Und was NOKIA nun davon? Tendenziell eher sehr wenig – der Marktanteil (wir sprechen von Smartphones/Handys) liegt aktuell grade mal bei etwa 3,6%, der von Samsung mit 33,1% fast zehnmal höher (Quelle: heise.de / Stand 2018). Sowohl vom Marktanteil auf den Bekannhteitsgrad zu schliessen als auch umgekehrt ist nicht wirklich sinnvoll – schon fast eine Scheinkausalität.
Natürlich gilt grundsätzlich: Ein hoher Bekanntheitsgrad (innerhalb einer relevanten Zielgruppe) ist natürlich immer erstrebenswert. Nur ist ein Bekanntheitsgrad zuallererst halt eben nur ein Bekanntheitsgrad. Nicht mehr und nicht weniger.
Je kleiner die Zielgruppe, desto realistischer
sind hohe Bekanntheitsgrad-Ziele
„Moment“ höre ich da schon alle schreien. „Und was ist mit Coca Cola, Amazon, Zalando und Ebay? Die haben doch eine riesengrosse Zielgruppe?!“ Stimmt – und ein ebensolches Kommunikations-Budget. Nehmen wir mal Coca Cola:
Das Unternehmen Coca Cola gibt nach validen Schätzungen rund 4,5 Milliarden US-Dollar aus.

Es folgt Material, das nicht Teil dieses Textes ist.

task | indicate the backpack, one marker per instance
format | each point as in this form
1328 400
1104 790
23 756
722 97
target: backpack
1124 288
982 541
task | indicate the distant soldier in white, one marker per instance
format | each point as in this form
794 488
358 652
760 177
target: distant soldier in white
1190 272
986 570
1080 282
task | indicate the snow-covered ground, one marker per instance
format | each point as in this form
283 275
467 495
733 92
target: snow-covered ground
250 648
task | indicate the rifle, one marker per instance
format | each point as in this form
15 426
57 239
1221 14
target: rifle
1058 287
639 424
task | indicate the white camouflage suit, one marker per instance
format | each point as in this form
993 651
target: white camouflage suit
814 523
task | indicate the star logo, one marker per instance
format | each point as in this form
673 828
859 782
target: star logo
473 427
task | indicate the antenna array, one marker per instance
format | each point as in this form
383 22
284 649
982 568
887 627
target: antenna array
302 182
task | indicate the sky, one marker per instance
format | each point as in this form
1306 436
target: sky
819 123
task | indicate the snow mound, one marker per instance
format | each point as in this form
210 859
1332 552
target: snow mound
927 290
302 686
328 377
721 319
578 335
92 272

Und verzeichnet im Gegenzug einen Umsatzrückgang von rund 3% bei den Süssgetränken – dem Teilmarkt, der 75% des Gesamtumsatzes des Unternehmens ausmacht.

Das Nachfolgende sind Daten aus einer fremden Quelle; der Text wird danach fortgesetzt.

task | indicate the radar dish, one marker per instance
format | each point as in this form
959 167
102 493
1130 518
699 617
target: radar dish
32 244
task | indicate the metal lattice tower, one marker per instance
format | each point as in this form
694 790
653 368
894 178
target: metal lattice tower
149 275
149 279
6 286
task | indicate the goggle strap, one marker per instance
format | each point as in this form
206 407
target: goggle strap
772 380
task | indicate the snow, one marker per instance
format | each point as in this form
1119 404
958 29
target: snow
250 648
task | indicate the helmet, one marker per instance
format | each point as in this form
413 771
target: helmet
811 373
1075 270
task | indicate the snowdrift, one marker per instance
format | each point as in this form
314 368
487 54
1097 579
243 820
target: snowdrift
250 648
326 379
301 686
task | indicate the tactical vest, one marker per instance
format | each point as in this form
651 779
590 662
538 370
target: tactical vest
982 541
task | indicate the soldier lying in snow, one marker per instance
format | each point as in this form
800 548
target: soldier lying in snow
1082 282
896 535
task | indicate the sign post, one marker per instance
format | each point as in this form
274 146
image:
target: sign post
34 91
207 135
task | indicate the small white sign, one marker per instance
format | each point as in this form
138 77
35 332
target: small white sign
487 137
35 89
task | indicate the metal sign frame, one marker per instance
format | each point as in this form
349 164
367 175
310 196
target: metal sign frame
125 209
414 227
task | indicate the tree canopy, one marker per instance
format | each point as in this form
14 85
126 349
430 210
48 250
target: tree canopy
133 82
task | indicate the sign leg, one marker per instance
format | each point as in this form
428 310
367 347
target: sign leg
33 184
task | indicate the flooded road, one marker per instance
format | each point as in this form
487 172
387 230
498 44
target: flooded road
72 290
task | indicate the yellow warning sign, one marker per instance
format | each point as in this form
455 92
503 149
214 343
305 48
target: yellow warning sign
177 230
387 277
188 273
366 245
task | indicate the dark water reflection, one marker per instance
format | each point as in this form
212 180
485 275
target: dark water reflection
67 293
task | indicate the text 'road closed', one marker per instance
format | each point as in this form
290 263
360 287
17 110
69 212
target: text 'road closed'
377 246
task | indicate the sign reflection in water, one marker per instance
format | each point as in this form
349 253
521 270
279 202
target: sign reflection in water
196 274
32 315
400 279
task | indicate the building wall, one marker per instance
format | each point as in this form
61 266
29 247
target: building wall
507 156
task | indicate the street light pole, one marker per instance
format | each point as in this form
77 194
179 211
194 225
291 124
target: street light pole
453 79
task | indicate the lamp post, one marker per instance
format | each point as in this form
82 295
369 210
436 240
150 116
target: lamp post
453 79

Amazon Deutschland gibt im Jahr rund 550 Millionen Euro für Werbung aus, Zalando Deutschland rund 70 Millionen und Ebay Deutschland rund 25 Millionen. Die genannten Unternehmen gehören halt nicht zum „Durchschnitt“ – sie befinden sich auf der Normalverteilung quasi ganz rechts (Daher ist auch die Aussage: „Wir machen es wie Amazon…“ Schwachsinn – es sei denn, das bedeutet, mal eben einen dreistelligen Millionenbetrag in die Kommunikation zu stecken“.